Europa steckt in der Stagnation – Türkiye zeigt mit einer rasant wachsenden Verteidigungs- und Hightechindustrie, wie Dual-Use-Technologien ganze Branchen beleben können. Könnte dieses Modell Europas Reindustrialisierung anstoßen?
Kann die Verteidigungsindustrie eine Reindustrialisierungsstrategie für Europa sein?
Kann die Verteidigungsindustrie eine Reindustrialisierungsstrategie für Europa sein? / Foto: AP / AP

Viele europäische Länder sehen sich mit wirtschaftlicher Stagnation konfrontiert. Selbst Deutschlands Wirtschaft als Zugkraft der EU zeigt Schwächen: Das Wachstum stockt, Entlassungen nehmen zu. Deutschlands wirtschaftliche Gesundheit hat erhebliche Auswirkungen auf ganz Europa, und die derzeitige Situation belastet auch andere bereits schwächelnde Volkswirtschaften der Region.

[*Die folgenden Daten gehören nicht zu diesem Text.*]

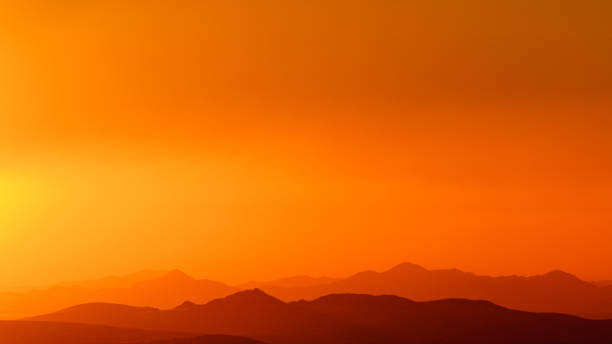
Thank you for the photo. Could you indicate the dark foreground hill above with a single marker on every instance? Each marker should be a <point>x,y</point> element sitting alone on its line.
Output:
<point>30,332</point>
<point>556,291</point>
<point>347,318</point>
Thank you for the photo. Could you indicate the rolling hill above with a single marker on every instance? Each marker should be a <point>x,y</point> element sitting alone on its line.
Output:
<point>556,291</point>
<point>349,318</point>
<point>166,291</point>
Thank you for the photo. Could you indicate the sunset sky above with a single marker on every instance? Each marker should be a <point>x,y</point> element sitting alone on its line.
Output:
<point>241,140</point>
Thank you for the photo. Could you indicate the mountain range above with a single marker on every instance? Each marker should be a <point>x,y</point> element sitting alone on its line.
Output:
<point>347,318</point>
<point>165,290</point>
<point>556,291</point>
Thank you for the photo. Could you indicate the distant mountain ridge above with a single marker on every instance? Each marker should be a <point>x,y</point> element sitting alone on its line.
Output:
<point>349,319</point>
<point>556,291</point>
<point>166,290</point>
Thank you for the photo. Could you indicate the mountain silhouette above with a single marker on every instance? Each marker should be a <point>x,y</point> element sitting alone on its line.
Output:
<point>349,318</point>
<point>556,291</point>
<point>165,291</point>
<point>603,283</point>
<point>210,339</point>
<point>28,332</point>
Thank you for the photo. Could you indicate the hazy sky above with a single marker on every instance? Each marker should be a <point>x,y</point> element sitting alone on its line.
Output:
<point>246,140</point>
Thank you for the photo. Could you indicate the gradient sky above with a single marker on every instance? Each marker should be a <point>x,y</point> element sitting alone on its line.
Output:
<point>244,140</point>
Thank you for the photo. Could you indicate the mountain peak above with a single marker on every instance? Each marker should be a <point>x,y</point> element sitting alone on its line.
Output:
<point>252,297</point>
<point>559,275</point>
<point>186,305</point>
<point>407,267</point>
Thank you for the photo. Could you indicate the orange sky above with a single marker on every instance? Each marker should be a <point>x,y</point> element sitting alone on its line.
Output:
<point>249,141</point>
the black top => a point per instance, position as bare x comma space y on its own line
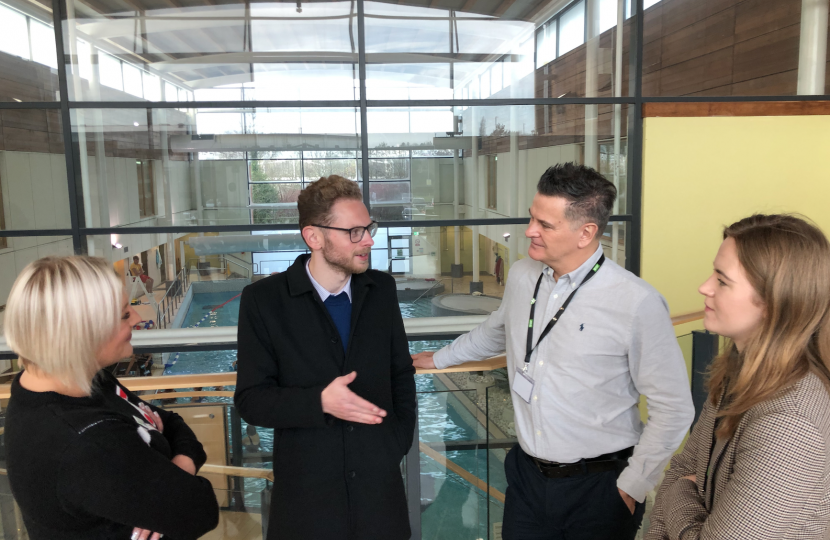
96, 467
333, 480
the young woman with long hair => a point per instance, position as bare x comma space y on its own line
756, 465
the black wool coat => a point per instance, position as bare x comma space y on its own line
333, 480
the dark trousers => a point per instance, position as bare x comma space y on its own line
586, 507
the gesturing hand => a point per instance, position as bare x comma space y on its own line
344, 404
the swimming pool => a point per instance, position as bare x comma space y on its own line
451, 506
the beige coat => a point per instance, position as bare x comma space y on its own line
771, 480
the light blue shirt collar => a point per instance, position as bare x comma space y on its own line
324, 294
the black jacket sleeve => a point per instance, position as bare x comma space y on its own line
259, 398
181, 438
112, 473
403, 378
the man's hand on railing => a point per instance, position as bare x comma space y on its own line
424, 360
344, 404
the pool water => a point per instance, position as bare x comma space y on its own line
452, 508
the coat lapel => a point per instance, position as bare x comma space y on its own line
299, 284
361, 283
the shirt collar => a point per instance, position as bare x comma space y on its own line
324, 294
576, 277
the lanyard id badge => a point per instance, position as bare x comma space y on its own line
523, 385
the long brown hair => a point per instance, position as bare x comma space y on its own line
787, 261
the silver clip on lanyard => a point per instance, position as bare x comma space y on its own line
552, 323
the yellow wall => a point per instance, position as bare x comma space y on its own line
700, 174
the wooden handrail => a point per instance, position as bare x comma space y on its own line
244, 472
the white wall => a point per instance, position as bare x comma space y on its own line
35, 190
224, 182
122, 190
532, 163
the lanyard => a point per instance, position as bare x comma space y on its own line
552, 323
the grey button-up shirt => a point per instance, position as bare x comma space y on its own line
614, 342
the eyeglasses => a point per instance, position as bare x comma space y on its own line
355, 233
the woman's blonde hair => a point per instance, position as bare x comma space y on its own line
787, 261
60, 312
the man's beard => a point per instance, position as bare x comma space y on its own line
344, 263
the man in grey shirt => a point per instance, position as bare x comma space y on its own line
585, 461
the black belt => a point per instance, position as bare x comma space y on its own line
614, 461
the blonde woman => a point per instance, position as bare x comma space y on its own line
86, 458
756, 465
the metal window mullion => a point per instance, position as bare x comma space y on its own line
364, 120
76, 209
633, 245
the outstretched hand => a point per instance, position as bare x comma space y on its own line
344, 404
424, 360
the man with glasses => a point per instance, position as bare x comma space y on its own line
324, 361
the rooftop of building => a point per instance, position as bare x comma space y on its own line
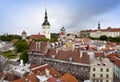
101, 62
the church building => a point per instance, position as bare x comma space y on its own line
46, 27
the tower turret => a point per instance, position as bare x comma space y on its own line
46, 26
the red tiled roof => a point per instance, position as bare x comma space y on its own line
52, 79
14, 40
69, 78
99, 54
33, 66
24, 32
9, 77
38, 46
54, 72
50, 52
114, 58
107, 30
37, 36
40, 69
62, 33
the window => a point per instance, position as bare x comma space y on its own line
107, 70
93, 69
101, 75
107, 76
101, 69
93, 75
107, 80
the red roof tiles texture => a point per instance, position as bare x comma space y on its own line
37, 36
68, 78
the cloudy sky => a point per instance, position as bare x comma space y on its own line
74, 15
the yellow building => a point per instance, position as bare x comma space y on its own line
101, 70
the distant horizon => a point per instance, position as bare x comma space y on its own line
74, 15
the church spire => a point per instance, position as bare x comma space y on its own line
99, 25
45, 19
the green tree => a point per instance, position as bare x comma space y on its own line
24, 56
103, 38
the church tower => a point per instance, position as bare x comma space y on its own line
46, 26
24, 35
99, 25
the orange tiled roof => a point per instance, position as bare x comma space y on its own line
54, 72
114, 58
69, 78
107, 30
24, 32
65, 55
33, 66
62, 33
40, 46
99, 54
31, 78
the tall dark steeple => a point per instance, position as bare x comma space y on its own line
46, 19
99, 25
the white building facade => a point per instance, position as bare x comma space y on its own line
46, 27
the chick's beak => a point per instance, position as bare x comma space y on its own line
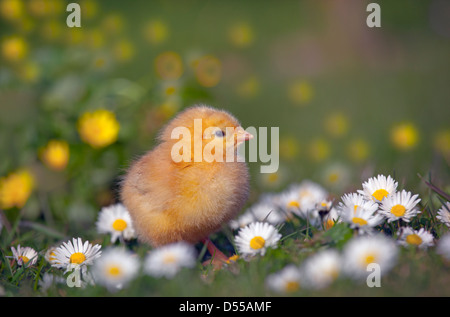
242, 135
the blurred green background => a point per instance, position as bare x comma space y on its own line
350, 101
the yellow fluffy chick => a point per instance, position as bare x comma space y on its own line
172, 195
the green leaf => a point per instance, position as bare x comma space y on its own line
339, 234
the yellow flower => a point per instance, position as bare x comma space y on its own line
90, 8
44, 8
28, 72
11, 9
404, 136
208, 71
99, 128
300, 92
14, 48
156, 32
241, 35
336, 124
169, 65
55, 154
113, 24
15, 189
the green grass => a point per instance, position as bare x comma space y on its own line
376, 78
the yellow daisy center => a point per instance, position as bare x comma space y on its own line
380, 194
119, 225
170, 90
292, 286
233, 258
257, 243
398, 210
370, 258
77, 258
359, 221
114, 270
294, 203
329, 223
414, 239
169, 258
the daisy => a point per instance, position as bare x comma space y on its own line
256, 238
24, 256
443, 246
50, 255
322, 268
240, 222
287, 280
76, 254
361, 251
377, 188
420, 238
289, 201
115, 268
168, 260
361, 215
331, 218
444, 214
116, 220
353, 200
400, 205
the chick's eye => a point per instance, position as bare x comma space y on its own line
219, 133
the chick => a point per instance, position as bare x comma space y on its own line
174, 200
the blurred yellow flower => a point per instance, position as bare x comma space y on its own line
98, 128
123, 50
208, 71
241, 35
14, 48
358, 150
319, 149
249, 87
289, 147
52, 29
55, 154
336, 124
95, 39
404, 136
169, 65
29, 72
113, 24
441, 142
11, 9
156, 32
300, 92
89, 8
45, 8
15, 189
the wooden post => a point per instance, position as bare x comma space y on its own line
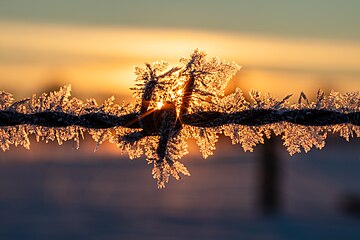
269, 179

Immer lauter werden daher Forderungen nach Reindustrialisierung oder „intelligenter Industrialisierung“. Angesichts der Energiekrise in Europa ist zudem entscheidend, dass neue Schlüsselsektoren nicht energieintensiv sind. Während Europa einst die Werkstatt der Welt war, schrumpft der Beitrag der Industrieproduktion zum BIP kontinuierlich. Selbst der für die deutsche Industrie so wichtige Automobilsektor gibt zunehmend Anlass zur Sorge.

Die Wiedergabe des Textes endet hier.